The potential Royal Bahraini Air Force Typhoon order would make Bahrain this four-nation multirole combat aircraft's third Middle Eastern customer, after Saudi Arabia and Oman.
First flown in 1994, the Eurofighter Typhoon was co-developed by the UK, Italy, Germany and Spain. Produced as a single-seat fighter and a two-seat trainer, it is one of the most capable and agile combat aircraft in the world and currently equips six air arms: the Austrian Air Force, German Air Force, Italian Air Force, Royal Saudi Air Force, Spanish Air Force and Royal Air Force.

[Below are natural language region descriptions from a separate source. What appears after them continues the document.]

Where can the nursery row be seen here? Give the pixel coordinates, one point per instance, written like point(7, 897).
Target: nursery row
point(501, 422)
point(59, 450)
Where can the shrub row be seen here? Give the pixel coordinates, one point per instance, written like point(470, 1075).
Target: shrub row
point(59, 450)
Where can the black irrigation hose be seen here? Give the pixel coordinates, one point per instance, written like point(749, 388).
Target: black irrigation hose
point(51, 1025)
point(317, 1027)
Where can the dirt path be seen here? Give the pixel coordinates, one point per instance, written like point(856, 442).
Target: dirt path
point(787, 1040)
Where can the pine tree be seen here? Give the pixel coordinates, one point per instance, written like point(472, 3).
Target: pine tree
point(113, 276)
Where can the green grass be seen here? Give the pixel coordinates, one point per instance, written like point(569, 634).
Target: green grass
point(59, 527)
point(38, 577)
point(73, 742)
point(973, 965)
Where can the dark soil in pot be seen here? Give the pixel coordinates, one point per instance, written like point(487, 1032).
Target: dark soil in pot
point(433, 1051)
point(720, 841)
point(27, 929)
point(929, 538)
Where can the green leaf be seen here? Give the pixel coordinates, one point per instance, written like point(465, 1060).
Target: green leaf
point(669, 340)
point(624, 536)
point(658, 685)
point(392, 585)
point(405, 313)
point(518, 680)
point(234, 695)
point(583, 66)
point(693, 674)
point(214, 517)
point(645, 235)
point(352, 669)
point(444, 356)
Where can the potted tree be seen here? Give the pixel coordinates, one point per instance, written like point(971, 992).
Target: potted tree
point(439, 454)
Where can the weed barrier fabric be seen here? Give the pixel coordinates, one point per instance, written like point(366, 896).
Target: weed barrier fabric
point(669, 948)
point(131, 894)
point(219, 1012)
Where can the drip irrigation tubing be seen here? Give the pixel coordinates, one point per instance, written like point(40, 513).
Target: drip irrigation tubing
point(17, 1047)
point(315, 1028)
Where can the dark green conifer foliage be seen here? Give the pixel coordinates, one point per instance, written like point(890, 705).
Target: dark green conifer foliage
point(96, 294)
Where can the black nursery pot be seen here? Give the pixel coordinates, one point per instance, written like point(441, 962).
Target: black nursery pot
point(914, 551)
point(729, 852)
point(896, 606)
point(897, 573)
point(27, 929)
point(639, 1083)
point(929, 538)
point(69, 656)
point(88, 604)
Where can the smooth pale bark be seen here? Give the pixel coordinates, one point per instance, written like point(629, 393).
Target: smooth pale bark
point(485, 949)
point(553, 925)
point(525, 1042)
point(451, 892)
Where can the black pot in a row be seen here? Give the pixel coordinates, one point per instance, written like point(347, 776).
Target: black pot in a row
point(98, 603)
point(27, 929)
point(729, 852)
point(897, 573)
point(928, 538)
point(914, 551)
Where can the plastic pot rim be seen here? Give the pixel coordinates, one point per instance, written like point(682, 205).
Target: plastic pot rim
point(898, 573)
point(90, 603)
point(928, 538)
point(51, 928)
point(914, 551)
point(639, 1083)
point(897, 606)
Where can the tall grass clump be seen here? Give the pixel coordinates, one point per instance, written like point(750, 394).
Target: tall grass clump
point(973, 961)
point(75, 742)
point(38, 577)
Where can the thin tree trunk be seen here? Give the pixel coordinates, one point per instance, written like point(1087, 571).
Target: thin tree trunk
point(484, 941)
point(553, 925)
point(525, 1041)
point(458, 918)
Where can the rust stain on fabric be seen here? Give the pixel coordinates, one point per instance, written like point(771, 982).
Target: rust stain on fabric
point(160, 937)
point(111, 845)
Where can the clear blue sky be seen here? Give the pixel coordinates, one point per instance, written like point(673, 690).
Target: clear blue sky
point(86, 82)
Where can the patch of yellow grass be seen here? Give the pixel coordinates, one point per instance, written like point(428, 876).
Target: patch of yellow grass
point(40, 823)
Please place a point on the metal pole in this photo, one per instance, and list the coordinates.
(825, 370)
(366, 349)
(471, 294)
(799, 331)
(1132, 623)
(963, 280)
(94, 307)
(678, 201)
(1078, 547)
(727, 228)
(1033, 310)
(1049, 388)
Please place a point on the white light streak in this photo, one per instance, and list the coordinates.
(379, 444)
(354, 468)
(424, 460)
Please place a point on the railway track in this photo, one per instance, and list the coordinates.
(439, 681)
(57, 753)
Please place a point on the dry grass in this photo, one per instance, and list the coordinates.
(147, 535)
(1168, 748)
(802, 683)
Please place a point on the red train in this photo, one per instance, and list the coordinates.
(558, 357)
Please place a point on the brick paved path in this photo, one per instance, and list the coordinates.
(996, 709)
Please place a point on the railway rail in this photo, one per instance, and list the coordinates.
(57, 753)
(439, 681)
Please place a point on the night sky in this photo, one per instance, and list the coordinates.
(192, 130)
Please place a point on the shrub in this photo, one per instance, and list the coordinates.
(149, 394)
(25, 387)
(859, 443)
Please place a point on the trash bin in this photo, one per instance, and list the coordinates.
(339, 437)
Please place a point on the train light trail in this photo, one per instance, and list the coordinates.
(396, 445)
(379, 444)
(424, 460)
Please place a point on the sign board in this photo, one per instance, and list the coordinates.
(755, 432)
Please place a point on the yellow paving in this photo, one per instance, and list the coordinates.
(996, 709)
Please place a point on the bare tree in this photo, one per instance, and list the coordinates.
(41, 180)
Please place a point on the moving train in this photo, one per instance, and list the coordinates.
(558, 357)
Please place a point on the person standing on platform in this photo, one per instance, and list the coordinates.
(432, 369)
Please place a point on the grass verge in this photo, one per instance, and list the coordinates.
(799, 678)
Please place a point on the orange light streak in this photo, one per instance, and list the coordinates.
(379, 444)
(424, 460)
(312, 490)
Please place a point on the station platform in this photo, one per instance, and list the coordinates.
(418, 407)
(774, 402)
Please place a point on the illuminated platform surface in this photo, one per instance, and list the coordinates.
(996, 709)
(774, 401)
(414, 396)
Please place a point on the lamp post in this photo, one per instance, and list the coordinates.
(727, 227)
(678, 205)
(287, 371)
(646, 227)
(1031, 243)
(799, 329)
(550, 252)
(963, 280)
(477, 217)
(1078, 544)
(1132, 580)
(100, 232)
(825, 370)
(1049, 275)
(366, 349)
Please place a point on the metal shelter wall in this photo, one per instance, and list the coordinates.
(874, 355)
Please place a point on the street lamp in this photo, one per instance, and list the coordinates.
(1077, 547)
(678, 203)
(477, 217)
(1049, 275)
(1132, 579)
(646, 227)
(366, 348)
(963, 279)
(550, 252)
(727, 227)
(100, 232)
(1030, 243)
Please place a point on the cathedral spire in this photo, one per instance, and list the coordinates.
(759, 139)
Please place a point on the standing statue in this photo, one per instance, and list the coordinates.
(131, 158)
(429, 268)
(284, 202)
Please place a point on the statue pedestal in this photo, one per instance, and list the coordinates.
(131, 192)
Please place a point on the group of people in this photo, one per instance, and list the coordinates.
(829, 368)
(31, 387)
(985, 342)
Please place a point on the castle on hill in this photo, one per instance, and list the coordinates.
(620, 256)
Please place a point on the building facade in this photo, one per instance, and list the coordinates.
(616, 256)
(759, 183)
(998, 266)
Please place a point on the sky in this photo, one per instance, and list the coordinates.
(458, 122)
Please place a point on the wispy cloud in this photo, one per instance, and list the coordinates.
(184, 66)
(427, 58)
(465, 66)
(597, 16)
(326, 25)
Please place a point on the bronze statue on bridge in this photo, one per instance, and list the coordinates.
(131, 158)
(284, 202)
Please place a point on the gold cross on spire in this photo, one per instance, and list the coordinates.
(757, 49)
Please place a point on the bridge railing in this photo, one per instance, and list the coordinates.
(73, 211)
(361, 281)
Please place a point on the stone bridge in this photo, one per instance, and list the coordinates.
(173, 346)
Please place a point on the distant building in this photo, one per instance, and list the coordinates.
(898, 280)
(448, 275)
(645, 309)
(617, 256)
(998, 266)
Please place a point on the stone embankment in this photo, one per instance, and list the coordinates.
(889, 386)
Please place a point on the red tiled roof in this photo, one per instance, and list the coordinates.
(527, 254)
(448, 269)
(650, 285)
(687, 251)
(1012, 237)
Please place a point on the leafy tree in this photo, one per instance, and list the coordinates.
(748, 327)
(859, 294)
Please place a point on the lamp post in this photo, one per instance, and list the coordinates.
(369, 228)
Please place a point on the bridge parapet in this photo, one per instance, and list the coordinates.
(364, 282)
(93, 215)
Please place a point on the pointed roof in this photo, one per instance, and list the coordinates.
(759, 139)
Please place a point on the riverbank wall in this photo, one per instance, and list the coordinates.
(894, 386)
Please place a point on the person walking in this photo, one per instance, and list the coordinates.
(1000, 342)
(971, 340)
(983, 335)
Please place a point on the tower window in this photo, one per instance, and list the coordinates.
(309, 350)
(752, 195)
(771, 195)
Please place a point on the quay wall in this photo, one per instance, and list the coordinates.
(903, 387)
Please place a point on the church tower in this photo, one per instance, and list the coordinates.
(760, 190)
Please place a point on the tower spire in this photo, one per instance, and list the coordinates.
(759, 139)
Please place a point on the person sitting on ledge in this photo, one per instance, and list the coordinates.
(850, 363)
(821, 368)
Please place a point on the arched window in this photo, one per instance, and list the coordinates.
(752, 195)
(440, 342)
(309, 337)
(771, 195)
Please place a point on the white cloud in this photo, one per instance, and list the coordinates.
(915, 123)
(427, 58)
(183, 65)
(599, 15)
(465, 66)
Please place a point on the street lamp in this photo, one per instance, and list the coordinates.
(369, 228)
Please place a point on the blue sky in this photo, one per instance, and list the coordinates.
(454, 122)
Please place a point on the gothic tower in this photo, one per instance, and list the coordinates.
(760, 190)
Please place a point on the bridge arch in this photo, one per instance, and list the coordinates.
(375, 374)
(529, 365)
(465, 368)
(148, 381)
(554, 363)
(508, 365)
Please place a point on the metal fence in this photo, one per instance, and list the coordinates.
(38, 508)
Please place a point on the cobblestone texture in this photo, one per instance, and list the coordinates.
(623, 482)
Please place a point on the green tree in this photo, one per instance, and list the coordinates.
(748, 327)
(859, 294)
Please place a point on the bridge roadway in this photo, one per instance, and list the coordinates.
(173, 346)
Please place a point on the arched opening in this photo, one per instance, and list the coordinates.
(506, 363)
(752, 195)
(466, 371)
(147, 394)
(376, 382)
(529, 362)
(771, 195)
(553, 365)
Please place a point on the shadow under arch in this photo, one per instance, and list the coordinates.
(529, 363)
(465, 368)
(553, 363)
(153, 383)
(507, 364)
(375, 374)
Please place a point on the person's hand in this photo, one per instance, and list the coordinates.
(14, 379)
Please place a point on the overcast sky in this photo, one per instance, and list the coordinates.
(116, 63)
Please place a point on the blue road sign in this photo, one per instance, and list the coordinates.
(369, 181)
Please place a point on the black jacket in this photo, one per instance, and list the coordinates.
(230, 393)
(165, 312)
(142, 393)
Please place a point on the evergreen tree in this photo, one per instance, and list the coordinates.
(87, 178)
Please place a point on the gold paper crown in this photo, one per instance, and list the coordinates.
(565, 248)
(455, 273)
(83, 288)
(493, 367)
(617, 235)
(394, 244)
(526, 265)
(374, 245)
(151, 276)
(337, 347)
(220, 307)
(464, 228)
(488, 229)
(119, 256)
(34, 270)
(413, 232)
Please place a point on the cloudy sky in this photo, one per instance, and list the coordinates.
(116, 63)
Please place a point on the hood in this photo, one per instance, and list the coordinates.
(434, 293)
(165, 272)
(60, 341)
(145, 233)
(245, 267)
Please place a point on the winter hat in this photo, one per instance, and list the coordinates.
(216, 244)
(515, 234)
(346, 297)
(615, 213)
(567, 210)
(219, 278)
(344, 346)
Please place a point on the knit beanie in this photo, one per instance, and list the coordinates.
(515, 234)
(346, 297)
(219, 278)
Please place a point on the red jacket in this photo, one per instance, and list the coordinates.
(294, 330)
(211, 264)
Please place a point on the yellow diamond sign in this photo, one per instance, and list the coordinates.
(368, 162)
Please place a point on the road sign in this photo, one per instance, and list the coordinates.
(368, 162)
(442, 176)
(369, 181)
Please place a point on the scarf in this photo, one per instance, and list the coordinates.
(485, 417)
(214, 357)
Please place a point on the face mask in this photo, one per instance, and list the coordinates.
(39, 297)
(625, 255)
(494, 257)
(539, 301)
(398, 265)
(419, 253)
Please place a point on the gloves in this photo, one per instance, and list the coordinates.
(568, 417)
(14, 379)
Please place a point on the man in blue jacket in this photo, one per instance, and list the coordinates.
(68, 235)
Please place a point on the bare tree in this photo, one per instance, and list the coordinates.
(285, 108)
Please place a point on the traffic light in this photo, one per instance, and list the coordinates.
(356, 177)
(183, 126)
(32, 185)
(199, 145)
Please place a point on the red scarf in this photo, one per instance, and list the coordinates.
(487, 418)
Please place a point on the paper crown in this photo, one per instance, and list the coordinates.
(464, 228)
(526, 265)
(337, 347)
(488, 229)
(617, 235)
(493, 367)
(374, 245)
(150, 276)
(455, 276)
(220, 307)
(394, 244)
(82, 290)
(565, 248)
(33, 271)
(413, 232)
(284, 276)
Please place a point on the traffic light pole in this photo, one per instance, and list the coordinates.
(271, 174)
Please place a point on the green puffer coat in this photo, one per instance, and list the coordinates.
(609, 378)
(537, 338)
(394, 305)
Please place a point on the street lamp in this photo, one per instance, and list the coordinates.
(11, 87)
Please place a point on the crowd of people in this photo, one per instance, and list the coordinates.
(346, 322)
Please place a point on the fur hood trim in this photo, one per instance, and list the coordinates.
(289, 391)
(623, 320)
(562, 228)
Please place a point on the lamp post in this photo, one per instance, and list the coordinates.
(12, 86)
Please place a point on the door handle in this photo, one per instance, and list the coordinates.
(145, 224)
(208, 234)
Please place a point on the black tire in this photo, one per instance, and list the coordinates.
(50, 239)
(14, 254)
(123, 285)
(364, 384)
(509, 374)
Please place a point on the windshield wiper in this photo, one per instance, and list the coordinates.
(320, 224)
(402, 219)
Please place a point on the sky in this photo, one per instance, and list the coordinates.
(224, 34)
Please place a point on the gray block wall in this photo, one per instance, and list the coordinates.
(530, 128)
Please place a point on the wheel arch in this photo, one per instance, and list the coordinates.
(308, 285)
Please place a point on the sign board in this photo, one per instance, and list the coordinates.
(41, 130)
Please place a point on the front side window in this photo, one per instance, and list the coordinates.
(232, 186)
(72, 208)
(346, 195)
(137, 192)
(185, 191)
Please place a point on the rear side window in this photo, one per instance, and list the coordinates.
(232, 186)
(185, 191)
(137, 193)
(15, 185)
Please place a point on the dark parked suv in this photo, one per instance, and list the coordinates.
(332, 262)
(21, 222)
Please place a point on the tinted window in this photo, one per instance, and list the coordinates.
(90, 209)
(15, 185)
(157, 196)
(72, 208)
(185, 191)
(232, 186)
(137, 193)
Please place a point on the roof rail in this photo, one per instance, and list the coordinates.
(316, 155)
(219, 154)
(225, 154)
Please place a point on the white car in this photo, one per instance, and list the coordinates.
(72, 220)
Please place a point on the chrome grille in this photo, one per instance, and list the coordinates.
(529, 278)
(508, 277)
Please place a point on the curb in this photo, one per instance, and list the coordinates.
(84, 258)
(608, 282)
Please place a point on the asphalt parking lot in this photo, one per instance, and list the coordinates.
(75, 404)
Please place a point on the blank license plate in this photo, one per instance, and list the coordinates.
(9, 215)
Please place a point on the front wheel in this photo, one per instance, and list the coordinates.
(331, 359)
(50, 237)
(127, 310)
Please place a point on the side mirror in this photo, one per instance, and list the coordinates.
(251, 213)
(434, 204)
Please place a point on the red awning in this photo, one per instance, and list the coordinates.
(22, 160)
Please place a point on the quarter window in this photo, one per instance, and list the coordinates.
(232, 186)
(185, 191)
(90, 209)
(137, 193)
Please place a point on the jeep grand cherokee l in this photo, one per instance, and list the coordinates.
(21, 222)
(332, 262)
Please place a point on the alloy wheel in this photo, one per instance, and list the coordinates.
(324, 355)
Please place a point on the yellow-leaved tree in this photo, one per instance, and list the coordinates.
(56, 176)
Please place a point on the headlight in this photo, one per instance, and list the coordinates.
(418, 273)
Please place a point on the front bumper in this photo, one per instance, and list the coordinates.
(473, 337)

The Royal Bahraini Air Force is the Bahrain Defense Force's air division and was established in 1977. Initially an all-helicopter air arm, it expanded to include fighters in the mid-1980s and presently operates Lockheed Martin F-16 Fighting Falcons and Northrop F-5s.
Bahraini Typhoon Interest
Now, the Eurofighter Typhoon seems to be a frontrunner to fill the Royal Bahraini Air Force's future fighter needs, alongside such as the Saab JAS-39 Gripen, the Dassault Rafale and the Lockheed Martin F-35 Lightning II (Joint Strike Fighter).
With European air arms having significantly cut back on defence spending in recent months, the Middle East is becoming an ever more attractive marketplace for Eurofighter and other organisations, so the Bahraini Typhoon interest comes at an especially welcome time.
Bahrain aside, the Typhoon is also being pitched to Qatar, Kuwait, South Korea, Denmark and Bulgaria. "Bahrain has expressed an interest in Typhoon and the British government are leading very early discussions", explained a BAE Systems representative. "BAE Systems is supporting the UK government in these discussions."
Among Middle Eastern nations, Saudi Arabia placed a £4.5 billion order for 72 Typhoons six years ago but various hurdles have emerged since then. Oman, meanwhile, ordered 12 Typhoons in 2012.